Security relevant events are not limited to communications or RESTful events. They include:
– Software start-up and shutdown
– User login and logout
– Access control decisions
– Configuration events
– Software installation
– Policy rules changes
– Manipulation of data that exposes the data to users.
The content of an Audit Event is intended for use by security system administrators, security and privacy information managers, and records management personnel. This content is not intended to be accessible or used directly by other healthcare users, such as providers or patients, although reports generated from the raw data would be useful. An example is a patient-centric accounting of disclosures or an access report. Servers that provide support for Audit Event resources would not generally accept update or delete operations on the resources, as this would compromise the integrity of the audit record. Access to the Audit Event would typically be limited to security, privacy, or other system administration purposes.

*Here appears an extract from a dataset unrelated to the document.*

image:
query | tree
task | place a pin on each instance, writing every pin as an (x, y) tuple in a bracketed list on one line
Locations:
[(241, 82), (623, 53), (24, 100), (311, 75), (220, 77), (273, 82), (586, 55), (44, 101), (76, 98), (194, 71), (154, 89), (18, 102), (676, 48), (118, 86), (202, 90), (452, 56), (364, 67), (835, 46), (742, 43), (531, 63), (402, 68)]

Relationship of Audit Event and Provenance resources are often (though not exclusively) created by the application responding to the create/read/query/update/delete/execute etc. event. A Provenance resource contains overlapping information but is a record-keeping assertion that gathers information about the context in which the information in a resource “came to be” in its current state, e.g., whether it was created de novo or obtained from another entity in whole, part, or by transformation. Provenance resources are prepared by the application that initiates the create/update of the resource and may be persisted with the Audit Event target resource.
The audit event is based on the IHE-ATNA (Integrating the Healthcare Enterprise – Audit Trail and Node Authentication) Audit record definitions, originally from RFC 3881, and now managed by DICOM. This resource is managed collaboratively between HL7, DICOM, and IHE. The primary purpose of this resource is the maintenance of security audit log information. However, it can also be used for any audit logging needs and simple event-based notification.
Fast Healthcare Interoperability Resources (FHIR) is a draft standard describing data formats and elements (known as “resources”) and an application programming interface (API) for exchanging electronic health records. The standard was created by the Health Level Seven International (HL7) health-care standards organization.
Its goal is to facilitate interoperation between legacy healthcare systems, to make it easy to provide healthcare information to healthcare providers and individuals on a wide variety of devices from computers to tablets to cell phones, and to allow third-party application developers to provide medical applications which can be easily integrated into existing systems.
FHIR provides an alternative to document-centric approaches by directly exposing discrete data elements as services. For example, basic elements of healthcare like patients, admissions, diagnostic reports and medications can each be retrieved and manipulated via their own resource URLs (Uniform Resource Locators). FHIR was supported at an American Medical Informatics Association meeting by many EHR (Electronic Health Record) vendors which value its open and extensible nature.